Warum kontinuierliche Beobachtung wichtig ist

Normalerweise haben Astronomen nur etwa zwei Wochen Zeit, um eine bestimmte aktive Region zu untersuchen, da sich die Sonne alle 28 Tage einmal dreht. Durch die Kombination von Daten von zwei Aussichtspunkten konnten die Forscher NOAA 13664 jedoch fast ununterbrochen verfolgen und verpassten Ende April nur ein kurzes Drei-Tage-Fenster.

Diese nachhaltige Beobachtung ermöglichte es Wissenschaftlern, die Entwicklung der Magnetfelder der Region – dem Haupttreiber der Sonnenaktivität – in beispielloser Detailgenauigkeit zu überwachen. Das Verständnis, wie sich diese Felder entwickeln und interagieren, ist entscheidend für die Vorhersage von Sonneneruptionen und koronalen Massenauswürfen (CMEs).

Die Bedrohung durch Weltraumwetter

Sonnenstürme sind nicht nur schön; Sie können unsere Technologie zerstören. Schwere geomagnetische Stürme können Satelliten stören, Stromnetze beschädigen und Kommunikationssysteme stören. Je stärker der Sturm, desto umfangreicher sind die Auswirkungen.
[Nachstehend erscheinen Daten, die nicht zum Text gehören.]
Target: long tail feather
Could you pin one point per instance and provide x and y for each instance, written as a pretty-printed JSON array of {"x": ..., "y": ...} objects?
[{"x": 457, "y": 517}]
Die Fähigkeit, diese Ereignisse genau vorherzusagen, ist daher für den Schutz kritischer Infrastrukturen unerlässlich. Durch die Untersuchung von NOAA 13664 hoffen Wissenschaftler, ihre Modelle zu verfeinern und die Vorhersagegenauigkeit zu verbessern. Das Ereignis im Jahr 12350 v. Chr., der stärkste jemals aufgezeichnete Sonnensturm, ist eine deutliche Erinnerung an das Potenzial der Natur, die Technologie zu stören.

Die erweiterte Beobachtung von NOAA 13664 stellt einen entscheidenden Fortschritt in unserem Verständnis des heftigen Verhaltens der Sonne dar und hilft uns letztendlich, uns auf zukünftige Weltraumwetterereignisse vorzubereiten.